Der Seinszustand muss sich nicht nur in der Inaktivität bemerkbar machen. Bekannt ist das sogenannte Flowerlebnis. In diesem Zustand bin ich wie der Tänzer, der des Tanzes willen tanzt. Hier sind die Zweckorientierung und das Denken an die Vergangenheit und die Zukunft nicht vorhanden. Widerstände und Zwänge aufgelöst. Zumindest für diesen Augenblick.
Nicht mit allem müssen wir im Einklang sein und nicht immer können wir im Sein, sein. Probleme, Widerstände, unangenehm Menschen kenne ich auch. Ich sollte ihnen aber nicht die Macht über mein Denken und Fühlen überlassen. Wir haben in unserem Leben oft mehr Möglichkeiten und Einfluss als wir denken. Das zu erkennen, gehört auch zur Achtsamkeit.

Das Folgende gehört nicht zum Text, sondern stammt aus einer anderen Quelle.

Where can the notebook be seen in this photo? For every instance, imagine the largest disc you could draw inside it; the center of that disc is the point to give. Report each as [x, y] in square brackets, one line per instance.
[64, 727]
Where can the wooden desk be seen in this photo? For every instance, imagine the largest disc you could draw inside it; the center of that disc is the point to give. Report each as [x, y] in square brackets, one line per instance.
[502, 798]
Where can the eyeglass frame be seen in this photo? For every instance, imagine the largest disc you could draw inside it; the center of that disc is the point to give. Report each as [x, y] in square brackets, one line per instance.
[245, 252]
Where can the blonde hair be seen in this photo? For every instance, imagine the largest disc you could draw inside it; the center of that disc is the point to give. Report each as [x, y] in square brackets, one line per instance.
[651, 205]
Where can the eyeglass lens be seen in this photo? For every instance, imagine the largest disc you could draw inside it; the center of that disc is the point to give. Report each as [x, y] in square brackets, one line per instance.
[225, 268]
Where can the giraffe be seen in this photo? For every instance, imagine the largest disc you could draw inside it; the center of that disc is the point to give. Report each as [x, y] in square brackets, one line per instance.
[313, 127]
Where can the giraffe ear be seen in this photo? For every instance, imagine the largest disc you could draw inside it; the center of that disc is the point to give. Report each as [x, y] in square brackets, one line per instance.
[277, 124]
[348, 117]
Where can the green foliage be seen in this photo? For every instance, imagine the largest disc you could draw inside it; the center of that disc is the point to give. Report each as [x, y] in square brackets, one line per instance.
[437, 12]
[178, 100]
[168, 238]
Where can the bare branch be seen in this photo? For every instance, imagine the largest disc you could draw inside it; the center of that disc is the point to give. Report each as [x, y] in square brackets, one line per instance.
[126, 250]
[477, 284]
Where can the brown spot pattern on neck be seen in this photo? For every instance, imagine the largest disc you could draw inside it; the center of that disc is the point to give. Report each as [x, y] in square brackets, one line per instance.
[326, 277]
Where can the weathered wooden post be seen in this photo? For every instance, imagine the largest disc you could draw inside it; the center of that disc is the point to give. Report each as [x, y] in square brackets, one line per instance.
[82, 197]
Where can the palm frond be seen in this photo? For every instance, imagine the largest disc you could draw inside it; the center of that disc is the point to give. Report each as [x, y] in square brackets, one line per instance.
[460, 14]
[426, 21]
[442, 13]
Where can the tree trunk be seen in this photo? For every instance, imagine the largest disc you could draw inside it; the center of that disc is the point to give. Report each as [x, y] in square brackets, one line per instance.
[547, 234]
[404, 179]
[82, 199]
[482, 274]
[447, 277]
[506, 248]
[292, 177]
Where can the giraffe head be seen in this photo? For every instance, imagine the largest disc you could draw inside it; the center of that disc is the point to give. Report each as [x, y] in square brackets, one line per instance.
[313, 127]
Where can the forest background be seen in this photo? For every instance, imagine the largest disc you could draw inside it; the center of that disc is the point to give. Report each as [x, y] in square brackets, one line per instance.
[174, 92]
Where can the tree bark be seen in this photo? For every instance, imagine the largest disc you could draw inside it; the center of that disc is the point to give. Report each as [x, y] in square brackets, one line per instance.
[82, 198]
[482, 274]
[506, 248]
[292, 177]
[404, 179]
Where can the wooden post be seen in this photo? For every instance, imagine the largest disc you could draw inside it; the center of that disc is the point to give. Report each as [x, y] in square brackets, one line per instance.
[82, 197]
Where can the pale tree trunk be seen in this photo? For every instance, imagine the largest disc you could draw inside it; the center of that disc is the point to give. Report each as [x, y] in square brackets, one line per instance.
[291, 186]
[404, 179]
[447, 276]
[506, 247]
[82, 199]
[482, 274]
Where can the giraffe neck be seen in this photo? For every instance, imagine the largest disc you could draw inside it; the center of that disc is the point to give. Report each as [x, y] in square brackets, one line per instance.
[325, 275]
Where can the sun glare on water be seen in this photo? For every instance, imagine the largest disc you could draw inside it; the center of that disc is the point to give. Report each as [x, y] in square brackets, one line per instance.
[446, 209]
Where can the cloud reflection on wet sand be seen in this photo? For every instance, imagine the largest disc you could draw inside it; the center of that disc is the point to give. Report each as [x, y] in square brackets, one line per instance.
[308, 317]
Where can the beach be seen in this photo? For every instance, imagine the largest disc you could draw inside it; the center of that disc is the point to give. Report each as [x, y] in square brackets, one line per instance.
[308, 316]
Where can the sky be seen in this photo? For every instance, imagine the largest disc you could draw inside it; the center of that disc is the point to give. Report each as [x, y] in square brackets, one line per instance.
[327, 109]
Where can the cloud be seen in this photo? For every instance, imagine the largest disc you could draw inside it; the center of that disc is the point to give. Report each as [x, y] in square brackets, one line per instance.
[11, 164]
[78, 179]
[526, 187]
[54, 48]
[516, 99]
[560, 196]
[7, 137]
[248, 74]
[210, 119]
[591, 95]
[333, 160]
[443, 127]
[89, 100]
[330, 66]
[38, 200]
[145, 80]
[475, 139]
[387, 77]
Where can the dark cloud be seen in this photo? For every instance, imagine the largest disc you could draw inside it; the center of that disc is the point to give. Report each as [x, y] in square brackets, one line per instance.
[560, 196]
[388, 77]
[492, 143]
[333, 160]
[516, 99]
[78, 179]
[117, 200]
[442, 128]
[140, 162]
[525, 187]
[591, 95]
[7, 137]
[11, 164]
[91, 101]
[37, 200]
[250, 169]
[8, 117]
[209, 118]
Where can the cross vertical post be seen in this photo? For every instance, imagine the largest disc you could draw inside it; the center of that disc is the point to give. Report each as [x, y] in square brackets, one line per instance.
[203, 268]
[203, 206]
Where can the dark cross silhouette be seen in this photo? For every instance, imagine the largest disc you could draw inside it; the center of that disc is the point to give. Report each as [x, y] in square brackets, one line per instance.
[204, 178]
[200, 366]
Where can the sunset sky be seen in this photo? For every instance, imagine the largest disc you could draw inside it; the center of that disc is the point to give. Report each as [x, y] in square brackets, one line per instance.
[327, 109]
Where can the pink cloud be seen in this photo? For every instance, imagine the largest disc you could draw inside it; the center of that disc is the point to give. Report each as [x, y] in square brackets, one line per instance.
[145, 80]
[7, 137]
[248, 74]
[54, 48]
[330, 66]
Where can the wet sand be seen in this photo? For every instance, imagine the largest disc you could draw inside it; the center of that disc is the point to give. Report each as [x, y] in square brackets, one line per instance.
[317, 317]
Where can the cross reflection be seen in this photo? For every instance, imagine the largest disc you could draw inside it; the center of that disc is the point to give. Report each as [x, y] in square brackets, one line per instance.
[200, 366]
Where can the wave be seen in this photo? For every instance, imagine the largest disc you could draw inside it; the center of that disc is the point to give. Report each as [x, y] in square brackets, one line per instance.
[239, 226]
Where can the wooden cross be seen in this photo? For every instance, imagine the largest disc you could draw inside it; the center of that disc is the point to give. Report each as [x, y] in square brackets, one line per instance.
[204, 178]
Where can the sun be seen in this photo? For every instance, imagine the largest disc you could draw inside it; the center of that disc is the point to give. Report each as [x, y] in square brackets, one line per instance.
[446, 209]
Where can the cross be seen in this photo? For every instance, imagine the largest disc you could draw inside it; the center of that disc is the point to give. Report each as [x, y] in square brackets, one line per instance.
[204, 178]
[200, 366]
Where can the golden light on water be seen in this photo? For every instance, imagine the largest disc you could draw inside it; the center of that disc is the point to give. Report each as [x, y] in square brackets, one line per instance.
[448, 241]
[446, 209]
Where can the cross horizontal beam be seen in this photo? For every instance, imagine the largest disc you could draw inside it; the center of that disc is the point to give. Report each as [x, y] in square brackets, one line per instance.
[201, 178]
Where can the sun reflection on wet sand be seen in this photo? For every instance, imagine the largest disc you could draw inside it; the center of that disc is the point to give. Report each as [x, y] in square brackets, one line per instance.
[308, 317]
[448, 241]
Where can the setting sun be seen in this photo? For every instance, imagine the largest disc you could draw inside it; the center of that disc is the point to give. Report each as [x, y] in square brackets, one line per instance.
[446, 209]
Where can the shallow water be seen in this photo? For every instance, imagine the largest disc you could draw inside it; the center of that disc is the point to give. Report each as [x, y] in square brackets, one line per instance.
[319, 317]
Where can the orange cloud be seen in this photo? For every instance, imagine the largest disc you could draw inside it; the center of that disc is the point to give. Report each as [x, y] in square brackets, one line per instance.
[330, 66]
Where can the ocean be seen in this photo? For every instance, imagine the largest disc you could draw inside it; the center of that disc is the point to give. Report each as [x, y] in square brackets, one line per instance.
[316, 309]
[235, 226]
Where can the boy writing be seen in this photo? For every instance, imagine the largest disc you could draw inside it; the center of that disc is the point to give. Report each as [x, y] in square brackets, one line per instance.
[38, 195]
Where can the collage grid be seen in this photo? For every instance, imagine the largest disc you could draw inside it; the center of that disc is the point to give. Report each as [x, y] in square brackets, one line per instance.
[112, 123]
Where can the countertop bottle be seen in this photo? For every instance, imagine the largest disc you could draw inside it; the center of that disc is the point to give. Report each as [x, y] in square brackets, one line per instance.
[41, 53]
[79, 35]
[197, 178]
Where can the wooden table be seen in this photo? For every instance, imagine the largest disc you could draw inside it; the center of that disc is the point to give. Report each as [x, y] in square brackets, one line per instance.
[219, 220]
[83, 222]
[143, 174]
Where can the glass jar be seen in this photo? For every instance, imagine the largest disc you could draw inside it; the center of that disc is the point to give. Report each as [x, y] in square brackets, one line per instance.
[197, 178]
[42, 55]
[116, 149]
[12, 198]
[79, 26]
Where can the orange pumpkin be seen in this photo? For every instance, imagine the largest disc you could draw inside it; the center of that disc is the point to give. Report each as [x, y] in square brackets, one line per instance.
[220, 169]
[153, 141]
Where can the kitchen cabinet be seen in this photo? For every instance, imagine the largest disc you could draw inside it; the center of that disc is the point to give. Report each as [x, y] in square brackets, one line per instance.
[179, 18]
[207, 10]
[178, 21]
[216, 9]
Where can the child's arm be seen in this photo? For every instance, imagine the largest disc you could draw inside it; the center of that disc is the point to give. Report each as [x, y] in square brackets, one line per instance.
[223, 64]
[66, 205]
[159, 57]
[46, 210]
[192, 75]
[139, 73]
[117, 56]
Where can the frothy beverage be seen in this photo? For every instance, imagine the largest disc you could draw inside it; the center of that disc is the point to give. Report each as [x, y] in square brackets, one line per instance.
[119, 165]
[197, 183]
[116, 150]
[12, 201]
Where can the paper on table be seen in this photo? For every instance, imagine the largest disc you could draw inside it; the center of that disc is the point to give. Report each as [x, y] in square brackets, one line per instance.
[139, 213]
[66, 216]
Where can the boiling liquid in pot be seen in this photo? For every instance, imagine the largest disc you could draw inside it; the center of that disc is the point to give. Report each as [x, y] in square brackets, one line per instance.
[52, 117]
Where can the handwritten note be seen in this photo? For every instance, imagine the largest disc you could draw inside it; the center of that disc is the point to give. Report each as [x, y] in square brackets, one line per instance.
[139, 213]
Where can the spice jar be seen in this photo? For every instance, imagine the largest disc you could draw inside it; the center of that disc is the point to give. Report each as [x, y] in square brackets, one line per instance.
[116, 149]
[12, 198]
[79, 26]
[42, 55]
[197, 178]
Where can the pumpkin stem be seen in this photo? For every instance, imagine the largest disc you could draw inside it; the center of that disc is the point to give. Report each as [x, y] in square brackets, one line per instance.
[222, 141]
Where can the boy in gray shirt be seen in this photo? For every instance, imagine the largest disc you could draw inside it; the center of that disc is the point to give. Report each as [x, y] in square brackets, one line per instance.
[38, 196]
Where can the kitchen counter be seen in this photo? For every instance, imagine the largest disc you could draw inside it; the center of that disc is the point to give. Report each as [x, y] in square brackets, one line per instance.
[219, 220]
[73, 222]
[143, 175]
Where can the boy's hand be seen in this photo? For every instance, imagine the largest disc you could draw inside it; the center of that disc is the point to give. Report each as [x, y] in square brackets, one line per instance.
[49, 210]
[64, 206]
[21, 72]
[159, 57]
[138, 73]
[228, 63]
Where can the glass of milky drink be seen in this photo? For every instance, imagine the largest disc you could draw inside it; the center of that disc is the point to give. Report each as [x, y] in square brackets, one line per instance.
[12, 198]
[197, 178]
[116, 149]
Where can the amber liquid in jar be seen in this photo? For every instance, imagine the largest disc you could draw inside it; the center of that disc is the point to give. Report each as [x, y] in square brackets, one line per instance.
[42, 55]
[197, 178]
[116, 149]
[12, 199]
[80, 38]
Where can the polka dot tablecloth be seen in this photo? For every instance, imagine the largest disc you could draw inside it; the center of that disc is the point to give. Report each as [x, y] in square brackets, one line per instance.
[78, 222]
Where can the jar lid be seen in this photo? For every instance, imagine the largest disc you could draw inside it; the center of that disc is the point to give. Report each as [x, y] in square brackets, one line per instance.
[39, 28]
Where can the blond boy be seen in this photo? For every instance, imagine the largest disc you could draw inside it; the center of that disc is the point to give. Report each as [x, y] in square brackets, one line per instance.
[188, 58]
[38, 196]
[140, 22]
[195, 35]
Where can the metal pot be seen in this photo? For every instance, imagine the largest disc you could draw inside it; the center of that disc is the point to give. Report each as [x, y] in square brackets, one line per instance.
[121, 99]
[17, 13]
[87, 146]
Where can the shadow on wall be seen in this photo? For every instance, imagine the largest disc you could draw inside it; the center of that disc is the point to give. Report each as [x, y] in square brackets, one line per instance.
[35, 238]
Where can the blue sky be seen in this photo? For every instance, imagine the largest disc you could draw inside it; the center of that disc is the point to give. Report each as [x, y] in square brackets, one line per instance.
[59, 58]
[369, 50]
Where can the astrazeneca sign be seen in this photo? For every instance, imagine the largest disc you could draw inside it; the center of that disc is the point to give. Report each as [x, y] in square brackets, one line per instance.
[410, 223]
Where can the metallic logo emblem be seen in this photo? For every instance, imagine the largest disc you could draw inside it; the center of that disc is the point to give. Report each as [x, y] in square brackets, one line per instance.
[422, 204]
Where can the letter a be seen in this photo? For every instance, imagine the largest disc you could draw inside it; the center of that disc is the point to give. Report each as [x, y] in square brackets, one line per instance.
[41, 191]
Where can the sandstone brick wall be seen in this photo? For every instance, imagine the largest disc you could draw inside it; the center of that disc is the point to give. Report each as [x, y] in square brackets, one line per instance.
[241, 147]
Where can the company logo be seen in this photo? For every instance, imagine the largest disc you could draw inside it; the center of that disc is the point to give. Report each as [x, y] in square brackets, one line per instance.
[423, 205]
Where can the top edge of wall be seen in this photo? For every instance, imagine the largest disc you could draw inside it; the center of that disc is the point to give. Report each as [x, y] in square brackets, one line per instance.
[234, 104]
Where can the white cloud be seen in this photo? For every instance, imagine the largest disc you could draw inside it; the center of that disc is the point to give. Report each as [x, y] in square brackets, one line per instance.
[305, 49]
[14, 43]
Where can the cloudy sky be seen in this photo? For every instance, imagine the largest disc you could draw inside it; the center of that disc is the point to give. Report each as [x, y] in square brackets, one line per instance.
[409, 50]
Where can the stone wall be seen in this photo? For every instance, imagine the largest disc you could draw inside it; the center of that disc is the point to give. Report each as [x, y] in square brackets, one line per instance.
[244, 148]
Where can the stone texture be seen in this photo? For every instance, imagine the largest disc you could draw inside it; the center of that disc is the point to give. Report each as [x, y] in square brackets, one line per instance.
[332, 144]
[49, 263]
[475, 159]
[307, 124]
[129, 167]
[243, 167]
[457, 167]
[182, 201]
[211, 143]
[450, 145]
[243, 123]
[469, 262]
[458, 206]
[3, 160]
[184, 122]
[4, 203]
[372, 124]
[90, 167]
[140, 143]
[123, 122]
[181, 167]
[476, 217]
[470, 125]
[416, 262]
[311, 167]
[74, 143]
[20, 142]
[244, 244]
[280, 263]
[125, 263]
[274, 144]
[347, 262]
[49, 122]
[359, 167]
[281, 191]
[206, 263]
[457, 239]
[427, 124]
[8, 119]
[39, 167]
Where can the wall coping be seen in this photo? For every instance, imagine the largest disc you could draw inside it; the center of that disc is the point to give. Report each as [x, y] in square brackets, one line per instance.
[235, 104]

Hier die Einladung, dass jeder Einzelne sich mal fragt, was ist mir im Leben wirklich wichtig ist? Was tut meinem Geist, meiner Seele und meinem Körper gut? All die Übungen, die wir in der Praxis der Achtsamkeit kennenlernen, zielen darauf ab, auf den unterschiedlichen Ebenen bewusster zu werden. Dabei geht es immer um den Alltag. Nicht um eine Ideologie, ein Verharren im Erleuchtungszustand, einem wellnessartigen Sitzen auf dem Meditationskissen. Wie mein Lehrer, Willigis Jäger, es mal formulierte: Jeder spirituelle Weg, der nicht in den Alltag führt, ist ein Irrweg“. Die Praxis möchte nicht nur die Symptome, sondern tiefere Ursachen und Zusammenhänge erkennen lassen. Die Übung ist recht einfach, dennoch nicht leicht. Der erste Schritt ist das Erkennen, der zweite ist das Zulassen, der dritte das Einlassen und der letzte das Loslassen. Dieses Loslassen ist dann kein aktiver Prozess. Das ist eher, durch die Schritte davor, ein transformierender passiver Prozess. Es ist das Annehmen, dessen, was ist.